I think not but I am not sure if my reasoning below is correct. I would like to get some feedback about it, or even better, a suggestion for an easier approach.
My proof:
If $f$ were Sobolev, then its weak partial derivatives would have to be $\frac{\partial{f}}{\partial{x}}=0,\frac{\partial{f}}{\partial{y}}=\text{sign}(x)$.
Thus, for any smooth test function $\phi \in C_C^{\infty}((-1,1)^2)$,
$$0= \int_{(-1,1)^2} \frac{\partial{\phi}}{\partial{x}} f=\int_{(-1,1)^2 \cap \{x>0 \}} \frac{\partial{\phi}}{\partial{x}} y-\int_{(-1,1)^2 \cap \{x<0 \}} \frac{\partial{\phi}}{\partial{x}} y=$$
$$ \int_{(0,1) \times (-1,1)} \frac{\partial{\phi}}{\partial{x}} y-\int_{(-1,0) \times (-1,1)} \frac{\partial{\phi}}{\partial{x}} y=$$
$$ \int_{ \partial {\big((0,1) \times (-1,1)}\big)} \phi y\nu_1-\int_{ \partial {\big((-1,0) \times (-1,1)}\big)} \phi y \tilde \nu_1,$$
where $\nu=(\nu_1,\nu_2),\tilde \nu=(\tilde \nu_1,\tilde \nu_2)$ are the outward unit normal vector fields on the domains $U=(0,1) \times (-1,1),\tilde U=(-1,0) \times (-1,1)$ respectively.
Looking at the domains, we see that on the common boundary $\{0\} \times (-1,1)$, we have $\nu=(-1,0),\tilde \nu=(1,0)$. Since the on the rest of the boundaries, $\phi=0$, we obtain
$$ 0=-\int_{ \{0\} \times (-1,1)} \phi y-\int_{ \{0\} \times (-1,1)} \phi y =-2 \int_{ \{0\} \times (-1,1)} \phi(0,y) y dy$$
which doesn't seem to be zero for an arbitrary compactly supported smooth function $\phi$.
Motivation: I am trying to find a Sobolev map $\mathbb{R}^2 \to \mathbb{R}^2$ whose differential zig-zags between a fixed invertible matrix and its negative.

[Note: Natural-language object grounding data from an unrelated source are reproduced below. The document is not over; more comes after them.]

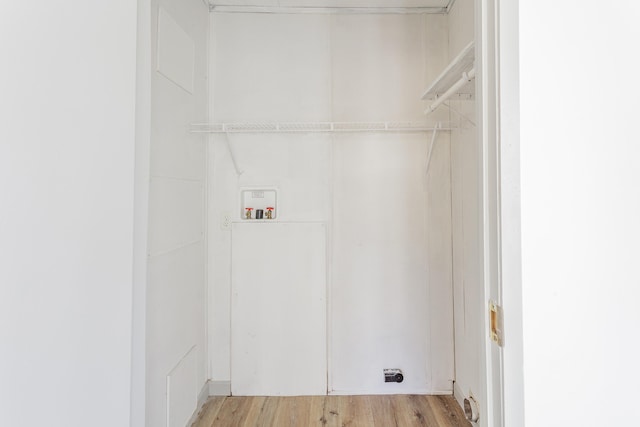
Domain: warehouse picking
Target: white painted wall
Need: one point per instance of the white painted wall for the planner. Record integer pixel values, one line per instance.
(466, 219)
(371, 190)
(176, 353)
(580, 210)
(67, 139)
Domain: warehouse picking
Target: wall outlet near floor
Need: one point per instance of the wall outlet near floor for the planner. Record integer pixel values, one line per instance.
(393, 375)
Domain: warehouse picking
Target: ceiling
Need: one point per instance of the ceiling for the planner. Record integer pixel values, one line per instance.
(422, 6)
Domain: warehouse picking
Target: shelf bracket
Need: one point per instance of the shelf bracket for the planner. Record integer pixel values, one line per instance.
(232, 153)
(433, 140)
(466, 78)
(446, 104)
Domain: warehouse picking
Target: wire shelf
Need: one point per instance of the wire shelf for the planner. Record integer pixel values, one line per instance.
(306, 127)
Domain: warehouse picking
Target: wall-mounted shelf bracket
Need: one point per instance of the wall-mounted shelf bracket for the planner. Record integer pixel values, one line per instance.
(433, 140)
(454, 80)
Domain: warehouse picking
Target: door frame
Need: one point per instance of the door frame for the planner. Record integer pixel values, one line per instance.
(497, 62)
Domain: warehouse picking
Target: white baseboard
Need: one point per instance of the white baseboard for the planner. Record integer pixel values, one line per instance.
(458, 394)
(203, 396)
(219, 388)
(426, 392)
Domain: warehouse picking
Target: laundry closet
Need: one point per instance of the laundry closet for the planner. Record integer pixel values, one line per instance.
(315, 192)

If the above $f$ were Sobolev, then $f(x,y)=(|x|,y \text{sign}(x))$ would be an example.
Here is an alternative argument:
Since the restriction of a variable in a Sobolev function is a.e Sobolev, if $f(x,y)=y \cdot \text{sign}(x)$ were Sobolev, then so was the function $x \to \text{sign}(x)$, which is not the case.

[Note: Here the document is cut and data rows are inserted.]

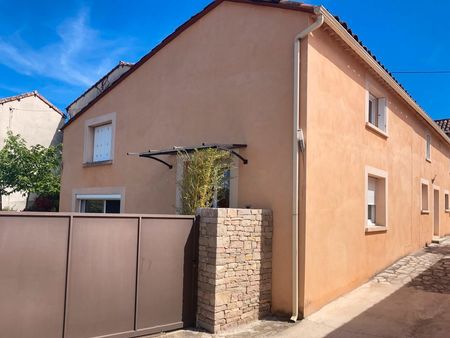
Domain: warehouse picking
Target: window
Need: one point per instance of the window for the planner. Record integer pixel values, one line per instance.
(371, 198)
(104, 204)
(102, 143)
(99, 140)
(428, 149)
(376, 200)
(424, 194)
(376, 112)
(446, 201)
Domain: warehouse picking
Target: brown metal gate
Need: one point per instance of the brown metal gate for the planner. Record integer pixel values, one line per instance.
(77, 275)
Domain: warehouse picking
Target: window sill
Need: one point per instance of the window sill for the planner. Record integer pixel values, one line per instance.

One way to see that $\text{sign}(x)$ is not Sobolev is that if it were, then its weak derivative should be identically zero, hence it must be constant. (Alternatively, it is not continuous, and any Sobolev function in one dimension is absolutely continuous).